O ano de 1996 não se mostrou favorável à cotonicultura nacional. O setor ainda se ressente de medidas de apoio e estabelecimento de salvaguardas para o produto nacional. O preço médio situou-se em R$ 7,31 a arroba, nível de preço considerado bom em decorrência de fatores como a baixa produção interna, estoques apertados e elevação do consumo de algodão em pluma.

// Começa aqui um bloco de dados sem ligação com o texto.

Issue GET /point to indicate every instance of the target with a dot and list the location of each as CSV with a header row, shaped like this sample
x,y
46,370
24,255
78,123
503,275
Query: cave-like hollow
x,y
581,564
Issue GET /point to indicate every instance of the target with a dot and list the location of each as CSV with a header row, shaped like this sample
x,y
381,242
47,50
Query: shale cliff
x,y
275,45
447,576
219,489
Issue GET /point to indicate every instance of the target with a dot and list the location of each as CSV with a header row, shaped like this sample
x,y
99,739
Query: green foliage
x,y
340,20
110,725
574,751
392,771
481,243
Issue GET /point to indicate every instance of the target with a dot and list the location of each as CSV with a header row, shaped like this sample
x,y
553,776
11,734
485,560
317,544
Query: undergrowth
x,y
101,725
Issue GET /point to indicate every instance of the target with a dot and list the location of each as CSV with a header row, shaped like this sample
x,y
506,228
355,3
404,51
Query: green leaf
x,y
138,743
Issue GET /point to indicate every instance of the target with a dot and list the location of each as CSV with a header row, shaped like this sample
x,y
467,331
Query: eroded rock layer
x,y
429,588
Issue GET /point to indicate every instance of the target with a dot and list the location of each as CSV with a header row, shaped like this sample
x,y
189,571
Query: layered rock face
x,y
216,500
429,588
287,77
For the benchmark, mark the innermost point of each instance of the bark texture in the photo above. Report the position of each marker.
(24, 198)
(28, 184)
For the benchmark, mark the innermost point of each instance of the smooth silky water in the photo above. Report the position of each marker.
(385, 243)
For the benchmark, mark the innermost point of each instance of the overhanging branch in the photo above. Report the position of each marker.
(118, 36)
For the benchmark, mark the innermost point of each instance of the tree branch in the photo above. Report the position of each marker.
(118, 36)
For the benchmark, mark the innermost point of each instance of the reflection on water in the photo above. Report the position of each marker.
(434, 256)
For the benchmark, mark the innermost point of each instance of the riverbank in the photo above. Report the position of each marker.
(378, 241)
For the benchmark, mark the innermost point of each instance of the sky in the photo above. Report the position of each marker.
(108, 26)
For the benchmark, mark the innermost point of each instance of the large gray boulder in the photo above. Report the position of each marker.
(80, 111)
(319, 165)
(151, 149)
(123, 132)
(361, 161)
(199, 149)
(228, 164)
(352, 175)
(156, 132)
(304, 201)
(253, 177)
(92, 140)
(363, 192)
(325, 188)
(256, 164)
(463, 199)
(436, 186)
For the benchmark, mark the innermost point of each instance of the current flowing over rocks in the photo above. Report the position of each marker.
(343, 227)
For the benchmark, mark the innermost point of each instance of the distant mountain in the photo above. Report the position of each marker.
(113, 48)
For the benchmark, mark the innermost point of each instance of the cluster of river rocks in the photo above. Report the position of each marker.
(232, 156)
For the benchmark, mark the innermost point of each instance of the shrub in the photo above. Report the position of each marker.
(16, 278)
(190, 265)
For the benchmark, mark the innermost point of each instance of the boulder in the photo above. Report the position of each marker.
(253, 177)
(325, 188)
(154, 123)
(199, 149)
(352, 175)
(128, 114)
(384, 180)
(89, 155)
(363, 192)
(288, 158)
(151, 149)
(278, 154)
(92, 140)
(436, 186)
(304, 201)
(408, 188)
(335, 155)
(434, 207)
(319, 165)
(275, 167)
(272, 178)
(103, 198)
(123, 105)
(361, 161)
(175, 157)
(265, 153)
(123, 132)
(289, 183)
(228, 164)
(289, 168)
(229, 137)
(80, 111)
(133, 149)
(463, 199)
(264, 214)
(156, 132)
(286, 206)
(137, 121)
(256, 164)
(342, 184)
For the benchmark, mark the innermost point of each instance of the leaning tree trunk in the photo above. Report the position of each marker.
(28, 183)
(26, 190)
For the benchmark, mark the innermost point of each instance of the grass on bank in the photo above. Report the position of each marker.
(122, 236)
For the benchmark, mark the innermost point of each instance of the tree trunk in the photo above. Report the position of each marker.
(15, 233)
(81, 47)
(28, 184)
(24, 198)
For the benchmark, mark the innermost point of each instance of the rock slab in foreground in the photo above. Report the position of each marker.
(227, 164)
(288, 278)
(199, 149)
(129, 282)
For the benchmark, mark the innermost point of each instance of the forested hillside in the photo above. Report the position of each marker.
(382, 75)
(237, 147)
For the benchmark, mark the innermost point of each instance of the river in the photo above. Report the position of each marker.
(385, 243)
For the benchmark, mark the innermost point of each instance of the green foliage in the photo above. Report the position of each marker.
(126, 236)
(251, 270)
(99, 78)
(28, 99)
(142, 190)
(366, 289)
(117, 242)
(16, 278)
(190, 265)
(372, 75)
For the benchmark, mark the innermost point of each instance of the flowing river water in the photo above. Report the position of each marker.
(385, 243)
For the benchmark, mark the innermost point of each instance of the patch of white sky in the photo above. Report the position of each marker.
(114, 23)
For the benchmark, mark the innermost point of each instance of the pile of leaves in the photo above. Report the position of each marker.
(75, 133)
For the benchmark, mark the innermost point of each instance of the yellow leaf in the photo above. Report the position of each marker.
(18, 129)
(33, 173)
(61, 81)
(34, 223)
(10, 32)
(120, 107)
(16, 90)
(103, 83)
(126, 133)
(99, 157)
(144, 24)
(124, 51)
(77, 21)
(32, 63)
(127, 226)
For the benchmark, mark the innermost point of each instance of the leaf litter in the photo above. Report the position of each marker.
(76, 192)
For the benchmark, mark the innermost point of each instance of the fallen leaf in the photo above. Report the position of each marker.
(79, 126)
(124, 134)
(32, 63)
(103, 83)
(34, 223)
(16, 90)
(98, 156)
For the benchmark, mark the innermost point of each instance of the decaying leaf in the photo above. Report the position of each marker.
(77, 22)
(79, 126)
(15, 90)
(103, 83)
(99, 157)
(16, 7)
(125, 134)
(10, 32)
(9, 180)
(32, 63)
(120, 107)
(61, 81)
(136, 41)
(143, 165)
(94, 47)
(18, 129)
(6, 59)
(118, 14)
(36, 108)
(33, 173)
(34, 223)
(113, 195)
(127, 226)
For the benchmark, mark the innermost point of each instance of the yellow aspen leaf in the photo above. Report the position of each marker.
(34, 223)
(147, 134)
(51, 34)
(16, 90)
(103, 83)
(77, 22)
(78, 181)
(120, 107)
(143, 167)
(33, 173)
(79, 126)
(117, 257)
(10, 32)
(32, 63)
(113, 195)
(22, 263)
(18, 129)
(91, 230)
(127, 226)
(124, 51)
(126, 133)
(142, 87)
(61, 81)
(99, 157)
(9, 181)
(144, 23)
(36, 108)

A cotonicultura, além dos problemas estruturais - queda na produção, custos elevados e descapitalização, defronta-se com os efeitos para trás, os quais, em se tratando de cultura com utilização intensiva de mão-de-obra, mostra um cenário extremamente desalentador. O número de emprego no período 1991-1992 indicou decréscimo de 200 mil postos. As intenções de plantio para a próxima safra sinalizaram com redução da área plantada, em torno de 61%, caindo de 182.730 hectares para 70.700 hectares.
No caso do milho, os preços internos mostraram evolução, porém em ritmo mais lento. Os produtores, frente às sinalizações de escassez mundial e no mercado doméstico, passaram a reter o produto, exercendo pressão sobre os preços. A partir de novembro, verificaram-se quedas acentuadas nas cotações, desempenho atípico ao comportamento sazonal de entressafra. O preço médio anual situou-se em R$ 7,83 a saca de 60 kg, revelando-se 17% superior ao preço mínimo estabelecido de R$ 6,70 a saca de 60 kg.
O arroz apontou recuperação das cotações relativamente a 1995. O endividamento dos agricultores e as dificuldades na obtenção de crédito foram as principais determinantes para redução da área plantada no Estado. O feijão de cor indicou preço cerca de 46% acima do preço mínimo de garantia, propiciando aos produtores maior renda bruta.
A avicultura indicou menor taxa de crescimento, haja vista estar procurando ajustar-se às condições de mercado, mantendo a produção em nível constante e aumentando as exportações. A suinocultura experimentou períodos difíceis, acumulando prejuízos nos primeiros meses, em função dos elevados custos de produção face ao peso relativo do milho e da soja. O enxugamento do plantel, com redução dos estoques, aliado ao aumento da demanda sazonal de inverno, possibilitou recuperação de preços.
As cotações da arroba do boi gordo permaneceram, praticamente, as mesmas realizadas em 1995, significando um ano de baixa de preços, com margens de lucratividade menores. O preço médio anual situou-se em R$ 22,16 a arroba.
O Paraná vem perdendo vantagens competitivas e mercado nas diferentes etapas da cadeia produtivas da pecuária de corte, além de sofrer a concorrência do Mercosul para o boi em pé e carnes.
A autora é economista da Federação da Agricultura do Estado do Paraná (Faep).